Yet another blog about software development

My thoughts about {Golang,Java,Cassandra,Docker,any-buzzword-here}

Application monitoring is your friend so let me tell you the story.

by Adam Jędro. Categories: programming Tags: monitoring / alerting / opentsdb / grafana / scollector / newrelic
Share this post on: Facebook LinkedIn Twitter

The story: When and why I understood that monitoring matters.

You can’t improve if you don’t measure

I have heard this sentence many times. After some time I understood that it is not just a random statement… but let me start from the beginning.

After six months in my current company I was asked to be a technical owner of two services, not critical but quite important ones. One of them was in the middle of a development cycle. It means that every production outage, customer problem, deployment and build issue or just a question will land on my desk or my Jira board. Simply I was dealing with lots of things at once.

People often came to my desk and asked:

Hey Adam, is XYZ service working on SJC DC?

I am doing capacity planning. Could you provide metrics and thresholds?

Alerts fired. What the hell is going on?

Without proper monitoring and alerting I wasn’t able to answer these questions. I was lucky that one of the services had already implemented monitoring through Graphite. It’s crucial to understand what your system does but without proper monitoring it’s not possible.

Problem

Alerts fired. What the hell is going on?

Few weeks ago I was able to trace down an issue with events processing pipeline by watching only on dashboard without even access to server.
When on the Monday morning I sat at my desk and opened my computer I saw a few emails sent by Nagios telling me that the number of unprocessed events is above the limit. When I opened the dashboard I saw the following:
* Errors number is steady and very low
* Application is consuming messages (RabbitMQ as queue in this case)
* Application is processing 4 (!!!) events per second but norm is over 1.5k per second
* Queue of unprocessed events is growing rapidly. This means that we can just kill our RabbitMQ instance by not pulling down messages. (let me ignore backpressure topic here)

I immediately realized that I saw a similar problem a few months ago. Back then I spent several hours trying to figure out what the hell was going on. Finally, I was able to hunt down the issue with the help from the OPS Team. But I did not have full view of the system - it is impossible to see what is going on with my application without a monitoring. Nowadays, by combining my knowledge and charts rendered by Grafana I am able to quickly exclude potential points of failure.

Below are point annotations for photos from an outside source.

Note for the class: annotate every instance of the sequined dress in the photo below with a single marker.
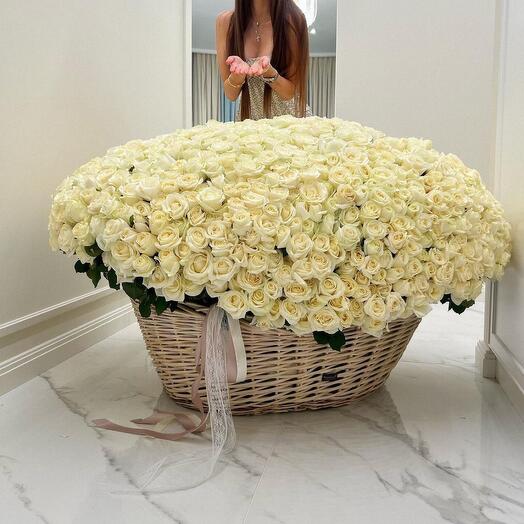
(256, 99)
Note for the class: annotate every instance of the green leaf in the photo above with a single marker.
(81, 267)
(93, 250)
(160, 305)
(145, 307)
(459, 308)
(94, 274)
(337, 340)
(134, 290)
(321, 337)
(172, 305)
(111, 278)
(445, 298)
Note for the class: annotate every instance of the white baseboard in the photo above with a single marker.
(485, 360)
(512, 388)
(502, 366)
(39, 346)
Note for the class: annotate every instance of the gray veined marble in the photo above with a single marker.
(439, 444)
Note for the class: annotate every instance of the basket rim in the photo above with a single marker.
(200, 309)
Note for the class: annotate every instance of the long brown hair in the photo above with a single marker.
(286, 16)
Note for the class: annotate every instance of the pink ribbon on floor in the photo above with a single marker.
(236, 372)
(220, 358)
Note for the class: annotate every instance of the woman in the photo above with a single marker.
(263, 54)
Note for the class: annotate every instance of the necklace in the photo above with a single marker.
(257, 28)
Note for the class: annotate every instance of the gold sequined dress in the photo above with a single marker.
(256, 100)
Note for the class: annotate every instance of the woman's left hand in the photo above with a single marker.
(259, 66)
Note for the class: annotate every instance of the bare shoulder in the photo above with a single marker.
(223, 19)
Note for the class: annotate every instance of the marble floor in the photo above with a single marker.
(438, 444)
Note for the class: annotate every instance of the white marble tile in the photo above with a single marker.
(438, 444)
(433, 447)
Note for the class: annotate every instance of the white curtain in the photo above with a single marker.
(209, 101)
(207, 88)
(321, 86)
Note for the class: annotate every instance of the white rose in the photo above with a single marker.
(174, 290)
(158, 279)
(123, 254)
(82, 232)
(259, 303)
(66, 239)
(168, 238)
(175, 205)
(325, 319)
(298, 292)
(158, 220)
(196, 239)
(331, 286)
(375, 307)
(348, 236)
(210, 198)
(146, 243)
(169, 262)
(223, 269)
(143, 265)
(198, 268)
(299, 246)
(234, 302)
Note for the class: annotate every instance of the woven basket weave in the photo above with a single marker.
(285, 372)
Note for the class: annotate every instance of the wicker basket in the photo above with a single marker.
(285, 372)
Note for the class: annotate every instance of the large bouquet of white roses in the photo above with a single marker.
(309, 224)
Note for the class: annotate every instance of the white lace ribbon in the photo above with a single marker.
(179, 471)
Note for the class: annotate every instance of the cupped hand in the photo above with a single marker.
(259, 66)
(237, 66)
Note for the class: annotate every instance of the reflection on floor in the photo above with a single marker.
(439, 444)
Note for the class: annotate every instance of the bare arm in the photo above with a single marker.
(284, 87)
(234, 70)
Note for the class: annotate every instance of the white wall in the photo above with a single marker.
(420, 68)
(77, 77)
(505, 335)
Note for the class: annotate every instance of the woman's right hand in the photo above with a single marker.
(238, 67)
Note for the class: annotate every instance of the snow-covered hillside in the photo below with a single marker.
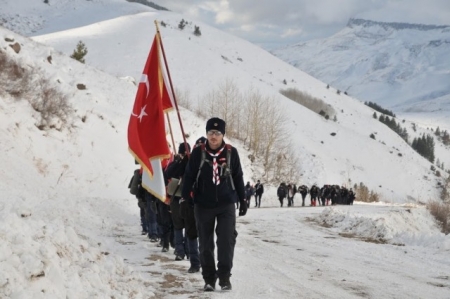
(404, 67)
(199, 64)
(70, 229)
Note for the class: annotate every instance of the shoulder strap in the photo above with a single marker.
(203, 158)
(202, 161)
(229, 164)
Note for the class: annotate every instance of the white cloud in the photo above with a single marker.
(310, 19)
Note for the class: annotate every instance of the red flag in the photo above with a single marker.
(146, 129)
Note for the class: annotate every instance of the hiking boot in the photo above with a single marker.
(210, 285)
(193, 269)
(225, 283)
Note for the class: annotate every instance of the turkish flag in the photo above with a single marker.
(146, 128)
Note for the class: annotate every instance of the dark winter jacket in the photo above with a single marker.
(281, 192)
(303, 189)
(176, 168)
(259, 189)
(206, 193)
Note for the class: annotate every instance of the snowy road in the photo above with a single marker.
(283, 253)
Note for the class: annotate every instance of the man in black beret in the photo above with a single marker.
(214, 176)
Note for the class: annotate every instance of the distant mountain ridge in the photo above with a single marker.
(401, 66)
(394, 25)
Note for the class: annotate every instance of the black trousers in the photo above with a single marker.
(258, 200)
(165, 223)
(226, 239)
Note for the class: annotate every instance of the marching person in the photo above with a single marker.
(259, 190)
(186, 244)
(215, 177)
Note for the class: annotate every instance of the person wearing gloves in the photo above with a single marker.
(213, 182)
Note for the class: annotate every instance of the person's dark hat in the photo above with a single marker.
(200, 141)
(182, 148)
(216, 123)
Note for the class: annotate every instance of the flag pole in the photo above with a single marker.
(171, 87)
(171, 133)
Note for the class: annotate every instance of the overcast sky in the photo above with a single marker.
(290, 21)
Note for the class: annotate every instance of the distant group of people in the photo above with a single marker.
(326, 195)
(256, 191)
(203, 186)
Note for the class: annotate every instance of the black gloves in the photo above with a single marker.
(185, 205)
(242, 207)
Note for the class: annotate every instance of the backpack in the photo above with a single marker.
(281, 192)
(203, 159)
(135, 182)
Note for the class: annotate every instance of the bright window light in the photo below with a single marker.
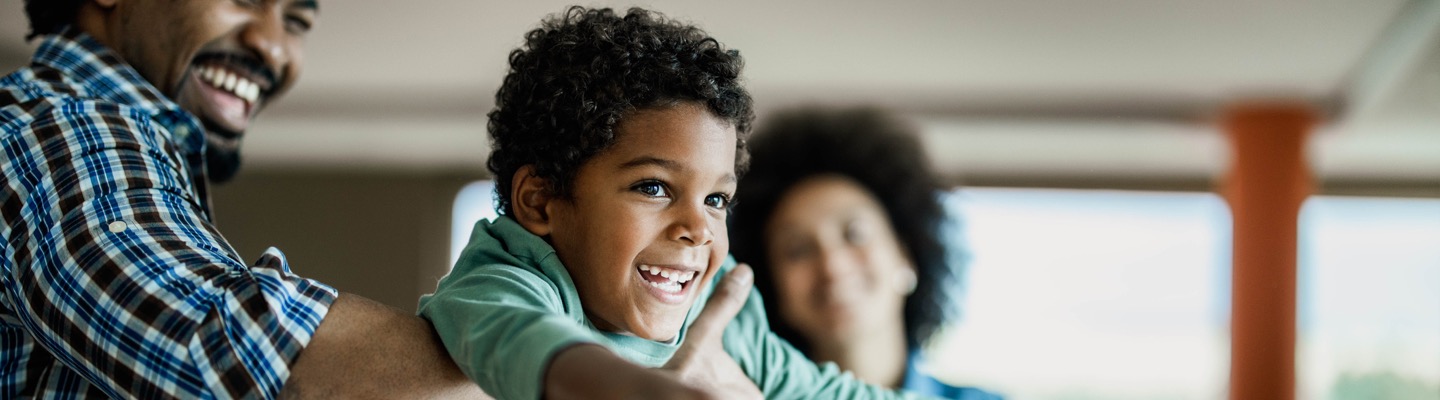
(474, 202)
(1370, 300)
(1090, 295)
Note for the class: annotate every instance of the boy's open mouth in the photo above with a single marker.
(668, 281)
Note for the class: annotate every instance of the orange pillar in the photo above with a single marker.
(1266, 186)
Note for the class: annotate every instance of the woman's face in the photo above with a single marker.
(838, 269)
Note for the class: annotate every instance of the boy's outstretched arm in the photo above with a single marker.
(700, 367)
(367, 350)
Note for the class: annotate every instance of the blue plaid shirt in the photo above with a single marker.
(114, 282)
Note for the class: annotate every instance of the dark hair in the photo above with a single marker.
(883, 156)
(581, 72)
(49, 16)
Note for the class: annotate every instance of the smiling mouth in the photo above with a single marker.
(667, 279)
(231, 81)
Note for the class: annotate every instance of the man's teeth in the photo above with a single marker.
(231, 82)
(674, 276)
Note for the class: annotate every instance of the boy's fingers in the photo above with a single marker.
(723, 305)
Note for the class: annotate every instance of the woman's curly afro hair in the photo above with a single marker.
(884, 157)
(581, 72)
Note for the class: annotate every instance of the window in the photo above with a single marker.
(1090, 294)
(1370, 300)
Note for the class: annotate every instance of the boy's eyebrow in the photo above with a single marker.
(664, 163)
(648, 160)
(311, 5)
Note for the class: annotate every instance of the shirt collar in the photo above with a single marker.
(97, 72)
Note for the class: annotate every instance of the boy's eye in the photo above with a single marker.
(651, 189)
(297, 25)
(717, 200)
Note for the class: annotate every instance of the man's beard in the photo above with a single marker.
(222, 157)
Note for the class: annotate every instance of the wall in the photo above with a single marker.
(383, 236)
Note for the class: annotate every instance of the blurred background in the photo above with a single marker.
(1080, 137)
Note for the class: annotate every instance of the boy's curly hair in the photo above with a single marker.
(581, 72)
(884, 157)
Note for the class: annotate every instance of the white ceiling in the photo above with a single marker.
(1095, 89)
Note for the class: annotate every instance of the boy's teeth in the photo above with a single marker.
(670, 287)
(676, 276)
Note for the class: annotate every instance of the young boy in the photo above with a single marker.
(618, 141)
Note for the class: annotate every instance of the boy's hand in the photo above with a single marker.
(702, 361)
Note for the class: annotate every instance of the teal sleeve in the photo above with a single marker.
(503, 324)
(782, 371)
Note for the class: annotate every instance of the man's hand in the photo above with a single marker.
(702, 360)
(699, 370)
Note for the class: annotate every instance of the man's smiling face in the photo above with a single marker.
(221, 59)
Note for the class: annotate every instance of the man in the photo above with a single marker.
(115, 284)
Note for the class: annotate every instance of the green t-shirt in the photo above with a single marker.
(509, 307)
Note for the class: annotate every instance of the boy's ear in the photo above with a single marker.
(530, 199)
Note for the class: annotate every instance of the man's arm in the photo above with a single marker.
(114, 271)
(366, 350)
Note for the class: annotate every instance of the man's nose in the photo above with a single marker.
(265, 36)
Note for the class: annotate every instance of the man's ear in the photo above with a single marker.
(530, 199)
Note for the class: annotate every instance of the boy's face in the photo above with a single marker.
(645, 226)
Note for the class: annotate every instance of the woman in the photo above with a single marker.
(841, 219)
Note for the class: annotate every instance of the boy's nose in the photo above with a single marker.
(691, 228)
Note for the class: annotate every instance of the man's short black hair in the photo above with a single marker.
(880, 153)
(581, 72)
(49, 16)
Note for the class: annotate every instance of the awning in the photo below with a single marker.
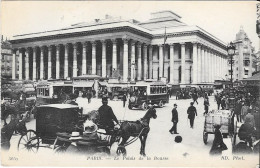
(84, 84)
(103, 83)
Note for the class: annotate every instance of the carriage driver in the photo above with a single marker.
(107, 116)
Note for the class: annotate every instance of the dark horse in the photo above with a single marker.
(138, 128)
(12, 109)
(8, 130)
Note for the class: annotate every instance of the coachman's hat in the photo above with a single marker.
(104, 99)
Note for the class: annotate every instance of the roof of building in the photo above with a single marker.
(256, 77)
(155, 26)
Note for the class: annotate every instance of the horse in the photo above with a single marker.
(10, 109)
(136, 128)
(8, 130)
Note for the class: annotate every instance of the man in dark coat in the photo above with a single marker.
(107, 116)
(218, 145)
(192, 111)
(242, 148)
(218, 100)
(175, 120)
(124, 100)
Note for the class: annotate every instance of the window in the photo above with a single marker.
(246, 72)
(179, 74)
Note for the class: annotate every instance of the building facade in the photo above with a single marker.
(134, 49)
(6, 60)
(245, 60)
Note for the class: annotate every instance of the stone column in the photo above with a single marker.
(58, 61)
(114, 55)
(41, 62)
(171, 63)
(20, 64)
(207, 65)
(27, 64)
(94, 61)
(66, 62)
(75, 61)
(133, 60)
(139, 63)
(203, 64)
(104, 63)
(195, 63)
(145, 61)
(125, 60)
(84, 58)
(183, 63)
(199, 64)
(150, 61)
(49, 61)
(161, 61)
(14, 64)
(34, 63)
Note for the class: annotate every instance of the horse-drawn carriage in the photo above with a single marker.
(225, 118)
(56, 124)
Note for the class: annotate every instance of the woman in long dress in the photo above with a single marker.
(218, 145)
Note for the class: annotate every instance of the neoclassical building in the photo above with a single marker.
(134, 49)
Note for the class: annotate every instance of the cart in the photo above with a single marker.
(50, 120)
(225, 118)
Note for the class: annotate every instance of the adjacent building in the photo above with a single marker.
(6, 60)
(245, 59)
(163, 47)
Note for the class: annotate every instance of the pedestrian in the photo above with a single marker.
(89, 95)
(175, 120)
(206, 105)
(192, 111)
(180, 151)
(124, 100)
(195, 97)
(177, 95)
(250, 119)
(237, 110)
(218, 99)
(218, 145)
(244, 110)
(223, 103)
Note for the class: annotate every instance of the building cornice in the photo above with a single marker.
(84, 33)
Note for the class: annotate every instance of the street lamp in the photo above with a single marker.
(231, 52)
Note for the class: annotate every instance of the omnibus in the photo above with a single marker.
(144, 93)
(49, 92)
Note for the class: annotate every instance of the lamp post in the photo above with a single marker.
(231, 52)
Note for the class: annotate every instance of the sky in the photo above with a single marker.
(221, 19)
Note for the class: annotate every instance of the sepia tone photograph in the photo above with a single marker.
(130, 83)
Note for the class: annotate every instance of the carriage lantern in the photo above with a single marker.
(231, 52)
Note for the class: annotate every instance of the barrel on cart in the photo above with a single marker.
(225, 118)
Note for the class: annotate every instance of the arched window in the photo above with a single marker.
(158, 74)
(169, 74)
(179, 70)
(190, 74)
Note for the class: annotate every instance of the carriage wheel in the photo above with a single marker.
(60, 150)
(205, 137)
(121, 150)
(130, 106)
(161, 103)
(144, 106)
(29, 142)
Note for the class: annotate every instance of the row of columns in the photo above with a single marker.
(207, 64)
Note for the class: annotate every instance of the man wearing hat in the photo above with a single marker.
(192, 111)
(107, 116)
(175, 120)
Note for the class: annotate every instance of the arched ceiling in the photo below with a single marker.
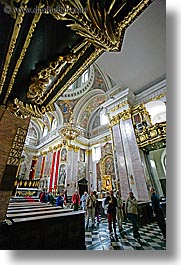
(44, 50)
(142, 60)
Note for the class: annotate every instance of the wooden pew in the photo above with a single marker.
(32, 226)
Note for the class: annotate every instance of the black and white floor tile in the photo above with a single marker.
(98, 238)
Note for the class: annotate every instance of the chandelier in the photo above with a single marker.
(70, 131)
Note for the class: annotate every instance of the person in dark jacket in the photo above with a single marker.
(111, 212)
(158, 212)
(60, 200)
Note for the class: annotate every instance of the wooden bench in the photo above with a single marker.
(37, 226)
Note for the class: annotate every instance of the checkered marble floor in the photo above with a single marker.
(98, 238)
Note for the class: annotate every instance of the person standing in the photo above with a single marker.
(111, 212)
(158, 212)
(90, 204)
(119, 210)
(131, 209)
(76, 200)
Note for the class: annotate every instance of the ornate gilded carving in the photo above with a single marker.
(98, 22)
(40, 83)
(119, 106)
(14, 36)
(151, 135)
(124, 115)
(24, 110)
(23, 52)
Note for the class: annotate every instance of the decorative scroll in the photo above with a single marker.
(99, 21)
(17, 147)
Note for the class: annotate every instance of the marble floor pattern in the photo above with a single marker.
(98, 238)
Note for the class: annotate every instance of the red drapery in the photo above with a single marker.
(52, 172)
(42, 167)
(32, 169)
(56, 169)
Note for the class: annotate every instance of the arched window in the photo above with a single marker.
(96, 153)
(103, 118)
(157, 110)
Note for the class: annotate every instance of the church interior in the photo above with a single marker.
(82, 107)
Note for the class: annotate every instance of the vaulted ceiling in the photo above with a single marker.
(46, 45)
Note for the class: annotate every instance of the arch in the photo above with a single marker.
(157, 111)
(87, 106)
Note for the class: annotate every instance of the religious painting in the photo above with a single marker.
(109, 166)
(137, 118)
(81, 170)
(106, 183)
(106, 149)
(82, 155)
(63, 156)
(48, 164)
(62, 174)
(38, 167)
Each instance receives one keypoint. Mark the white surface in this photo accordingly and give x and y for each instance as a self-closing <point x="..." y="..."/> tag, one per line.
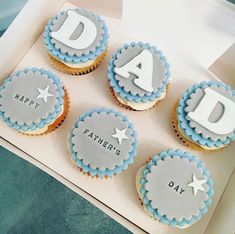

Mix of Nagios/Grafana alerts and Graphite/Grafana dashboards is really useful.

Question

Hey Adam, is XYZ service working on SJC DC?

This kind of questions often come from teams that depend on certain service. Here is the dashboard, let’s check it - I often say while showing TV that hangs on the wall.
Nothing more to say.

Capacity Planning

I am doing capacity planning. Could you provide metrics and thresholds?

Same as above. Here are statistics, here are thresholds we can hit without worrying about the system. We can even use Grafana to send notifications when traffic is increasing.

Bonus

Sometime in the past I opened Graphite and saw that traffic in one our datacenters decreased by a few percent the day before. I started thinking what could have been the reason. I told my team about my observations and then my smart teammate started googling something. He found that one country where one of our biggest customers resides had a public holiday on that day. Informations that we can get from this kind of data are awesome, not to mention usefulness of statistics/trends.

What the ‘application monitoring’ exactly is and why is it really important?

There are lots of tools that help keep our services healthy. New Relic is great when it comes to monitoring core components of server such as CPU utilization, disk usage or bandwidth. It also can collect stats about Go runtime as well as over hundred of other third party components. This SaaS tool has wide range of features and monitoring is only one of them. I really recommend you to take a look.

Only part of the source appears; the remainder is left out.